“Generasi saya tidak memahami ini: bagaimana bisa Afrika, yang begitu kaya akan kekayaan, menjadi benua termiskin di dunia saat ini?” ujar Traoré
TAJDID.ID~Medan || Kemunculan Ibrahim Traoré sebagai pemimpin militer Burkina Faso melalui kudeta telah memicu gelombang perhatian global. Bukan hanya karena usianya yang terbilang muda, tetapi juga karena lantangnya retorika anti-Barat dan semangat Pan-Afrikanisme yang ia gelorakan. Fenomena ini, yang berakar kuat pada warisan eksploitasi kolonial dan tantangan keamanan internal yang akut, menghadirkan cermin berharga bagi Indonesia—sebuah negara yang juga tak henti berjuang melepaskan diri dari bayang-bayang masa lalu kolonialnya.
Sejak mengkudeta kekuasaan pada September 2022, Kapten Ibrahim Traoré dengan cepat memposisikan diri sebagai simbol perlawanan baru di kawasan Sahel yang bergejolak. Dalam narasi yang ia bangun, Burkina Faso, layaknya banyak negara pasca-kolonial lainnya, terperangkap dalam lingkaran setan eksploitasi dan ketergantungan ekonomi yang telah berlangsung puluhan tahun. Kegagalan pemerintah sipil sebelumnya dalam menumpas pemberontakan jihadis yang merajalela pun menjadi justifikasi utama di balik kudetanya.
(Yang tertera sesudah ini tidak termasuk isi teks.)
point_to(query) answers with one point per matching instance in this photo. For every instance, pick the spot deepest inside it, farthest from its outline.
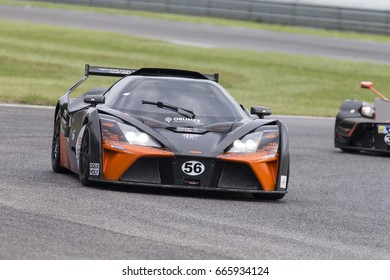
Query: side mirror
(366, 84)
(260, 111)
(94, 99)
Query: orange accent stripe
(116, 162)
(265, 169)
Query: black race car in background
(169, 128)
(361, 126)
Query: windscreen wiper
(184, 112)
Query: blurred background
(298, 57)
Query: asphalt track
(206, 35)
(337, 206)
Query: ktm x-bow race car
(361, 126)
(169, 128)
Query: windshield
(173, 100)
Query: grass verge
(39, 63)
(206, 20)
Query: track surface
(206, 35)
(338, 206)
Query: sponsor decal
(193, 168)
(382, 129)
(94, 169)
(182, 120)
(387, 139)
(283, 182)
(117, 147)
(107, 124)
(190, 137)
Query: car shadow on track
(199, 194)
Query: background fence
(291, 13)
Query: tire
(84, 159)
(56, 146)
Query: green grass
(252, 24)
(39, 63)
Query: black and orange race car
(169, 128)
(361, 126)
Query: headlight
(248, 144)
(264, 141)
(136, 137)
(368, 110)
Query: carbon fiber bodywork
(183, 152)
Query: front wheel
(84, 160)
(56, 146)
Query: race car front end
(257, 163)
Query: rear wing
(107, 71)
(122, 72)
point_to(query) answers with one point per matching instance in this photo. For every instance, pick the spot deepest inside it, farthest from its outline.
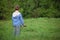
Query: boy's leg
(17, 30)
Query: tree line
(30, 8)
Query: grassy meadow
(37, 29)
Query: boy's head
(16, 7)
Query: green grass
(37, 29)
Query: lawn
(37, 29)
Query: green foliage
(37, 29)
(30, 8)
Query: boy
(17, 21)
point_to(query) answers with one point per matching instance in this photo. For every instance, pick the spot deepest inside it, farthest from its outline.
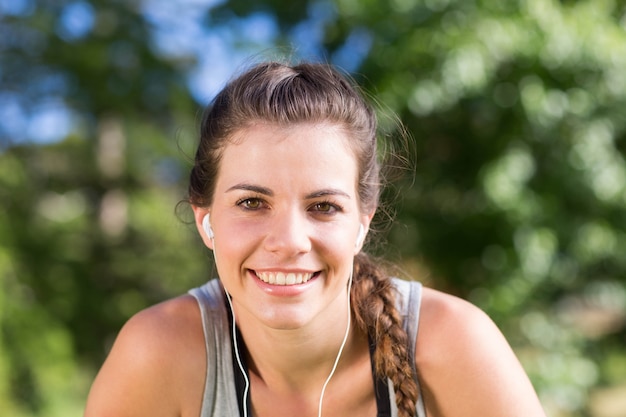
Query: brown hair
(308, 93)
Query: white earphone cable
(244, 404)
(343, 344)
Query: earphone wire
(244, 401)
(343, 344)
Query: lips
(284, 278)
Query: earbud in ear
(360, 236)
(206, 225)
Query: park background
(516, 200)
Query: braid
(375, 313)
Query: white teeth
(281, 278)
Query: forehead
(319, 153)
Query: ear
(366, 219)
(199, 213)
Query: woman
(301, 322)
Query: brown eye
(325, 207)
(251, 203)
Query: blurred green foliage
(517, 203)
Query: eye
(326, 207)
(250, 203)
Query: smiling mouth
(284, 278)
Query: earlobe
(203, 225)
(206, 225)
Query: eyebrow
(251, 187)
(266, 191)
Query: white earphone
(360, 236)
(206, 225)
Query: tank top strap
(408, 303)
(220, 396)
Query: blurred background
(517, 202)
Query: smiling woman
(300, 321)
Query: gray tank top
(220, 394)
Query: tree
(516, 202)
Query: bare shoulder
(466, 366)
(156, 366)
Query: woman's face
(285, 216)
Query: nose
(288, 234)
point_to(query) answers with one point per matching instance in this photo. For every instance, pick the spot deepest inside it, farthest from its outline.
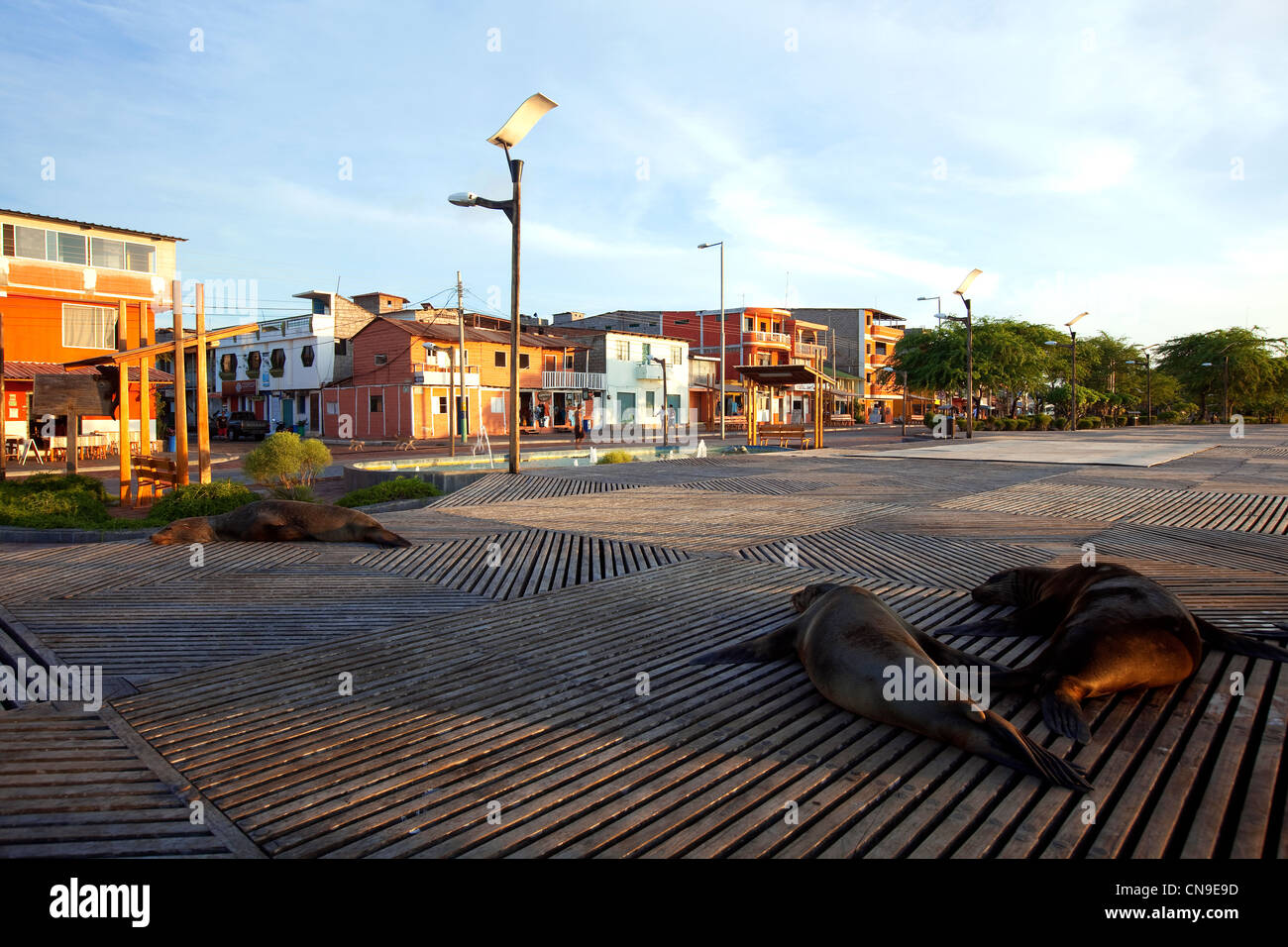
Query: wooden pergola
(784, 376)
(142, 356)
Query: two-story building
(402, 380)
(278, 371)
(62, 283)
(626, 375)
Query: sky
(1125, 158)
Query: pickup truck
(246, 424)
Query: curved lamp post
(706, 247)
(970, 351)
(1073, 369)
(510, 134)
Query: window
(89, 326)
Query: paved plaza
(527, 659)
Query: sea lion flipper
(1239, 643)
(1014, 749)
(1064, 716)
(772, 647)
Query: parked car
(246, 424)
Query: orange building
(62, 283)
(399, 389)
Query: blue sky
(1126, 158)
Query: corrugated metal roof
(26, 371)
(86, 223)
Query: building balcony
(575, 380)
(442, 376)
(768, 339)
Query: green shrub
(284, 463)
(399, 488)
(55, 501)
(200, 500)
(614, 458)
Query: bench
(154, 474)
(785, 433)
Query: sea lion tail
(1064, 716)
(1241, 643)
(772, 647)
(387, 539)
(1014, 749)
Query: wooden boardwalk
(516, 684)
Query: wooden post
(202, 399)
(180, 394)
(123, 343)
(145, 390)
(4, 408)
(72, 424)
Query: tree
(287, 464)
(1254, 367)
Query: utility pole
(460, 334)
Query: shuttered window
(89, 326)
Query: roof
(86, 223)
(26, 371)
(781, 375)
(591, 330)
(451, 333)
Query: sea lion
(1109, 629)
(281, 521)
(849, 641)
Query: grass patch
(616, 458)
(399, 488)
(56, 501)
(200, 500)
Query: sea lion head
(191, 530)
(810, 594)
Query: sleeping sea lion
(1111, 629)
(281, 521)
(849, 641)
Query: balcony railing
(768, 339)
(574, 380)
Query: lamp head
(967, 281)
(522, 121)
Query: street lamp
(970, 351)
(1073, 369)
(510, 134)
(706, 247)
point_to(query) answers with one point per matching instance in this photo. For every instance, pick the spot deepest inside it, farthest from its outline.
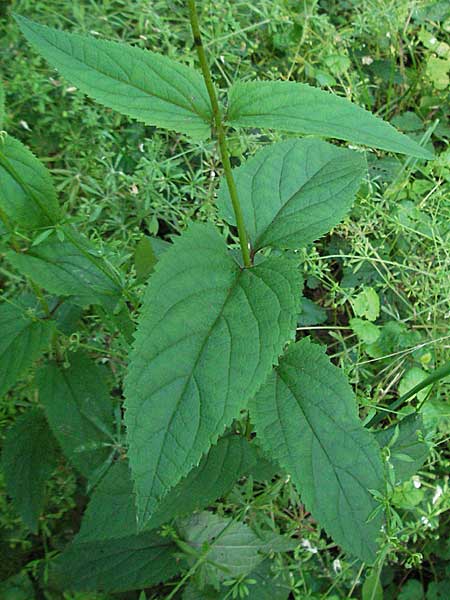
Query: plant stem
(220, 132)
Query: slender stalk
(220, 132)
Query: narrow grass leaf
(79, 410)
(27, 194)
(300, 108)
(294, 192)
(144, 85)
(131, 563)
(305, 416)
(111, 512)
(28, 458)
(23, 340)
(208, 334)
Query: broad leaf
(299, 108)
(408, 449)
(230, 544)
(144, 85)
(131, 563)
(23, 340)
(70, 268)
(295, 191)
(28, 459)
(208, 334)
(2, 104)
(306, 418)
(27, 194)
(79, 410)
(112, 512)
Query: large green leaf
(131, 563)
(305, 416)
(294, 191)
(23, 340)
(299, 108)
(70, 268)
(28, 459)
(207, 337)
(111, 512)
(141, 84)
(79, 410)
(27, 194)
(407, 447)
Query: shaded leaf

“Generasi saya tidak memahami ini: bagaimana bisa Afrika, yang begitu kaya akan kekayaan, menjadi benua termiskin di dunia saat ini?” ujar Traoré dalam sebuah pidato yang menjadi viral, sebuah seruan tajam yang menyoroti paradoks “kutukan sumber daya” yang melanda banyak negara bekas jajahan. Pidatonya ini secara gamblang menunjuk pada struktur ketergantungan yang diwarisi dari era kolonial, di mana kekayaan alam diekstraksi tanpa henti untuk kepentingan metropol, menyisakan kemiskinan dan ketidakstabilan di tanah asalnya.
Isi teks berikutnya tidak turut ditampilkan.